We are in the hospital right now, a few weeks ago Faith had almost all but a few inches of her colon removed. And it has been a battle to get her gut working again, she’s been in a lot of pain and wasn’t able to eat or drink anything for fourteen days…She was feeling pretty horrible not to mention the pain from the actual surgery. One morning, as I was holding a heating pad on her belly and an ice pack on her forehead singing to her, she was moaning and she looked over at me and said, Mom I am so sorry. I know that you really miss my bubby (Will). Don’t you wish you could trade me with a perfectly healthy kid? I assured her I wasn’t interested in trading her with anyone. Not even my girlfriends son Zack who I’ve been trying to take as my own since he was born. She said, well I would understand because I would trade me if I could.
You hear your child say something like that and it takes the breath out of you. Faith is strong, the staff at this hospital is amazed by her, she has been through so much, yet she is still so resilient. But there are times, when the two of us are all alone, or when she is with youth pastor from our church, that she starts to act like she’s had enough. She asks about going to heaven. I used to think it’s because she’s seen so much death here, but then she follows it up with questions like, Will I be able to poop in heaven and does Jesus poop? She asks if she will know when it’s her turn to go with Jesus and if her grandfather (my dad) will be waiting for her when she gets there. She asks if there are hospitals or sick people there and if she will be able to see her brother still from heaven. She asked me if I promised to marry her Denny if she wasn’t here anymore. She told me the other day, she thinks if she goes to heaven her belly would finally feel better.
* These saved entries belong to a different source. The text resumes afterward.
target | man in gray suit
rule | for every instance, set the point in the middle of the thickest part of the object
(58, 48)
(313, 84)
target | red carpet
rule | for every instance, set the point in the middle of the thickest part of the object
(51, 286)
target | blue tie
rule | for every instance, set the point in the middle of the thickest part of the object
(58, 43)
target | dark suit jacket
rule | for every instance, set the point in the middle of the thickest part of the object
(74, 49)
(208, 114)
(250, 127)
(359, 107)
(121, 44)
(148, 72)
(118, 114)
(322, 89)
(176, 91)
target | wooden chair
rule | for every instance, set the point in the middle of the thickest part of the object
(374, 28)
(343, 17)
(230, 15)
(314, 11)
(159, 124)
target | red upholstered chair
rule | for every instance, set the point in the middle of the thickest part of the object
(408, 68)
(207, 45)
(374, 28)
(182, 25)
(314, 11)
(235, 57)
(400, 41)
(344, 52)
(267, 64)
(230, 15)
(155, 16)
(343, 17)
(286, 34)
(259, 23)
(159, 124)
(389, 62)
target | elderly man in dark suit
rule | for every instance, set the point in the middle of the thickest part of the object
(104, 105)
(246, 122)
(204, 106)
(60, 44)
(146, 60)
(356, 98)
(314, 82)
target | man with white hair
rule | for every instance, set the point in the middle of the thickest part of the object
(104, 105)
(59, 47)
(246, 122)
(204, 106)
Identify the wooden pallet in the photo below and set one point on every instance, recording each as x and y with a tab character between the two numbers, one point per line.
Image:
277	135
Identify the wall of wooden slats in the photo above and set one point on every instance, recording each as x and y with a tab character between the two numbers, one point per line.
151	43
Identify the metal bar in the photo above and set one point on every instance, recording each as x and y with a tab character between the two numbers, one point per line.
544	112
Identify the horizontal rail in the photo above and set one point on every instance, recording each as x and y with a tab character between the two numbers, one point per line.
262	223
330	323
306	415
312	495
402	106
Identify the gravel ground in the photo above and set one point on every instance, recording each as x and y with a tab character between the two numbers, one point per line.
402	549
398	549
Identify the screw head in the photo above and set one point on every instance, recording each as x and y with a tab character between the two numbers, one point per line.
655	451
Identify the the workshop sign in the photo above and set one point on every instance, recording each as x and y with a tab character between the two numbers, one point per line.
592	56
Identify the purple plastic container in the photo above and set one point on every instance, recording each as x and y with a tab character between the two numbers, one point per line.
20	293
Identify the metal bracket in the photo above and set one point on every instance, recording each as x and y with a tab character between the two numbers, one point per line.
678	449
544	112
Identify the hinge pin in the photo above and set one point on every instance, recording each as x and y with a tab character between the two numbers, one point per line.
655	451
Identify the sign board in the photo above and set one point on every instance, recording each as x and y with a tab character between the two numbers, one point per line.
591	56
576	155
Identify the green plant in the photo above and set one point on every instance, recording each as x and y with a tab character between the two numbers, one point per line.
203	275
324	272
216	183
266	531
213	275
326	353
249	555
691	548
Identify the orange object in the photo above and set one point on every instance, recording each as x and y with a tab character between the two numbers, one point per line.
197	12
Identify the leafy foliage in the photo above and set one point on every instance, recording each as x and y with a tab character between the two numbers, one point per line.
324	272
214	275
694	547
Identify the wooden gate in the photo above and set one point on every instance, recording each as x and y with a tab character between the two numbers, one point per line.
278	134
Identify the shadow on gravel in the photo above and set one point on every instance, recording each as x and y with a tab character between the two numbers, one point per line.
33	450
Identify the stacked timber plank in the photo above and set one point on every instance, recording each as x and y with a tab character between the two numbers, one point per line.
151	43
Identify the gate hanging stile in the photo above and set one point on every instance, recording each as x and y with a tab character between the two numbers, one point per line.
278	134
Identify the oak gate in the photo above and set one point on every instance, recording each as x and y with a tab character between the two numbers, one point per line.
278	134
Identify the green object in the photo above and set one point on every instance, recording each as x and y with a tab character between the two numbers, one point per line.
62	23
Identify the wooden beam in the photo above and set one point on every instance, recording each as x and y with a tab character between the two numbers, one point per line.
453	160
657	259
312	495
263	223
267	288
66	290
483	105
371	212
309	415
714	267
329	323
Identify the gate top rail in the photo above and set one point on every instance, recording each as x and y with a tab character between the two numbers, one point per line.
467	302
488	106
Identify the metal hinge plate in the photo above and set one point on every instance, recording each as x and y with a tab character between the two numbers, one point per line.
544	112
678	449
Today Faith went back again to the operating room for a very simple procedure, she came out okay, and then things went down hill. She sits on my lap and says over and over again, Mom my belly hurts. And I promise her that someday we will fix it, that she will feel great, that she will be all better. She says to me, I know someday I will be all fixed.
Honestly, I wonder all the time what all fixed is for Faith. It’s funny, sometimes, I don’t even know what to pray for. It seems to change from hour to hour. I sometimes sneak to the chapel at the adult hospital, it’s the hospital where my dad died, and where I went to ask god, to be compassionate and take my dad peacefully, because I was worried about my step-mother and brothers.
Now when I go, I just sit there. I can never even formulate a thought or a prayer, but for some reason I feel like my prayers were answered once there, maybe they will be again. Asking god to take my dad in a peaceful way was easy, his plan for my father was clear, he was leaving us whether we liked it or not, so I felt at least he could leave us without making it any harder on those of us he was leaving. And sure enough his death was as peaceful as could be. But with Faith its different, almost as if I am afraid my prayers won’t be answered so I am afraid to speak.
Tonight, it was different. Tonight, I put my running shoes on and ran to the chapel as quickly as I could. I finally had words, maybe even a prayer, I knew exactly what I wanted to say…just 6 little words.
I am not a mother duck.
That’s all I said, and I felt like I had finally said everything I needed to say. Now, I wonder if I thought since I asked God to take my dad peacefully that I needed to make it perfectly clear, I don’t want anyone taking Faith anywhere. That I am not giving up on her. That we can handle what we’re given here together and we will do everything we need to do to make her better and by no means is there anyway I will ever give up on her or wish that my life was normal or less stressful or that I had a different kid that wasn’t sick.
I love my little duckling that’s a little bit broke in the middle, BUT I will never be a Mother Duck.